“Ini nak! Kue lebarannya dimakan. Itu tidak bisa tumbuh lho kalau ditanam. Kamu tidak boleh pulang sebelum mencicipi kue lebaran kakek.” Sang Kakek menawarkan sambil mengangkat tempat kue didekat ke arahku.
“Nggih, kek. Nanti saya mengambil sendiri.” Seraya aku mengangkat tangan tanda menolak halus.
“Tidak boleh! Kamu harus makan kue lebaran ini.” Kakek setengah memaksa. Malah seluruhnya mungkin.
Dengan sedikit segan, aku mengambil dan memakan kue yang disodorkan kakek. Kue buatan rumah yang tidak ditemukan di toko ataupun warung penjual kue lebaran.
“Nenekmu sudah membuatnya semalaman tanpa tidur. Ini hanya untuk menunggu cucunya yang akan datang lebaran ini.”
Tradisi mengunjungi sanak keluarga, handai tolan sudah berlangsung sejak dahulu. Sebuah kebiasaan baik dalam setiap Idul Fitri yang masih lestari. Bahkan banyak orang rela berdesakan, mengantri tiker kendaraan untuk mudik pulang kampung, tiada lain ingin bersilaturahmi dalam suasana lebaran.
“Kamu tidak boleh pulang sebelum makan kue lebaran buatan nenekmu. Mereka akan menjadi saksi pertemuan, saling bermaafan kta nanti di hari pembalasan.” Kakek bertutur menasehati cucu-cucunya yang bergantian mengunjunginya. Tidak jarang kakek memaksakan diri menyisihkan angpao untuk sekadar dibagikan pada cucu-cucu yang masih belia.
“Memang bisa kek, benda-benda mati seperti kue lebaran menjadi saksi kita nanti di hari pembalasan?”Tanyaku begayaan.(bercanda dalam Bahasa Banjar)
“Ya bisalah!”Kakek membalas bersemangat.
“Kamu tahu, bahwa kita semua asalnya mati. Kemudian dihidupkan, lalu dimatikan lagi. Itu perkara mudah bagi Dia. Kita mengatakan tidak mungkin hanya karena atas perintah akal kita saja. Dia kan Maha Pengatur segalanya.”Kakek semakin bersemangat.
Ahh!
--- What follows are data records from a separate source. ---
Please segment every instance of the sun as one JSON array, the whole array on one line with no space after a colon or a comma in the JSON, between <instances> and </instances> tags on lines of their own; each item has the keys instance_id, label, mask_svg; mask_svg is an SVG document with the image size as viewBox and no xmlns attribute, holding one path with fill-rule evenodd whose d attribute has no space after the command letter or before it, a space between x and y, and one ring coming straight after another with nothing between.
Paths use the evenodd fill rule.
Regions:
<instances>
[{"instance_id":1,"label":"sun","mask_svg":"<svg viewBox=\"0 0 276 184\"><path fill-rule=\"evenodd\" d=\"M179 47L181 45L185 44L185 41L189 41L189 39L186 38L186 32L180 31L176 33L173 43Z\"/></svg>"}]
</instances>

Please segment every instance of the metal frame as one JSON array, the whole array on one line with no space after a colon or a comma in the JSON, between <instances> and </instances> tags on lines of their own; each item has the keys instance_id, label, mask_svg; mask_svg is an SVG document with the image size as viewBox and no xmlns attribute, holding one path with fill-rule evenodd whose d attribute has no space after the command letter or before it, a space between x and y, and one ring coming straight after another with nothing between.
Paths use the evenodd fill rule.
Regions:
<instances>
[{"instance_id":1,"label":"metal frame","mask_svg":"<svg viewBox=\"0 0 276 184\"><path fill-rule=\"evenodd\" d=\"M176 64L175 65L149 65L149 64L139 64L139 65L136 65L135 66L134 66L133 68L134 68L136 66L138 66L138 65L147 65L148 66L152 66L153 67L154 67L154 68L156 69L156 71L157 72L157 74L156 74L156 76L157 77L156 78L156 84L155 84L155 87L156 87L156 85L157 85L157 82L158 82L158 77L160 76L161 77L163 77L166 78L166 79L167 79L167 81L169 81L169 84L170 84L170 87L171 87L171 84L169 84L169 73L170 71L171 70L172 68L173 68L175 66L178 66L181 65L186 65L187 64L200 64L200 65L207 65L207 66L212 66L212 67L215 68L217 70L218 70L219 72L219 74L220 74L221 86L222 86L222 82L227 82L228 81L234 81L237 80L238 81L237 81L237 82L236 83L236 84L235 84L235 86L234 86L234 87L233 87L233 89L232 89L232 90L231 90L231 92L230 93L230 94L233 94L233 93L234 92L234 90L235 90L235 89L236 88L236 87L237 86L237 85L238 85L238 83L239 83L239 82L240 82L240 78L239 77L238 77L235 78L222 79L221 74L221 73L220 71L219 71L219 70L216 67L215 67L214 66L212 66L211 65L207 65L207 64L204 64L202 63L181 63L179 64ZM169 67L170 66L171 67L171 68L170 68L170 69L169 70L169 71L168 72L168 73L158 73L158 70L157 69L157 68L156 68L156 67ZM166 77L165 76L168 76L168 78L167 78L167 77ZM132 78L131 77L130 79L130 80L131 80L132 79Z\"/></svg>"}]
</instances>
Suasana lebaran yang mungkin saja jarang ditemukan zaman sekarang. Para sesepuh memberikan nasehat pada anak cucu yang beranjangsana. Saat ini semua serba tergesa-gesa dan ingin cepat selesai. Bahkan dongeng-dongeng zaman dahulu sering diceritakan kembali. Nostalgia yang indah saat lebaran.
“Kue-kue lebaran ini dibuat oleh tangan nenek kalian sendiri. Kedua tangan yang senantiasa berbalut doa. Bahkan sejak kalian belum lahir. Nenek tiada pernah lepas mendoakan orangtua kalian. Lantas bagaimana mungkin Dia tidak reda. Doa orangtua yang terus mengalir tiada henti. Kalau lah tidak mungkin secara akal, tapi hati kakek yakin, apasaja yang dibuat dengan ketulusan hasilnya akan menjadi saksi kebaikan bagi yang menyentuhnya.”
Kakek masih tetap bersemangat. Ia seperti tiada memiliki rasa lelah. Para orangtua yang telah banyak makan asam garam kehidupan. Keriput-keriput kulit yang sangat jelas tampak, rambut memutih hampir seluruh kepala menandakan zaman menggilasnya tanpa terasa.
“Ya, kek. Saya mengambil dua inj kuenya. Tolong didoakan ya cucu-cucunya menjadi anak-anak saleh.dan salehah.”Adikku di sebelah menyela tanpa permisi.
“Pasti itu! Tanpa kamu minta doa kami untuk kalian tiada henti. Orangtua kalian juga. Sekarang makan lagi kuenya. Biar maafnya deras mengalir, he-he!”
Singam Raya, Katingan, Kalteng. 04/05/2022. Lebaran ke-3. Rindu kakek-nenek( Allahumma ighfir lahum waarhamhum waafihiim waa’fu anhum.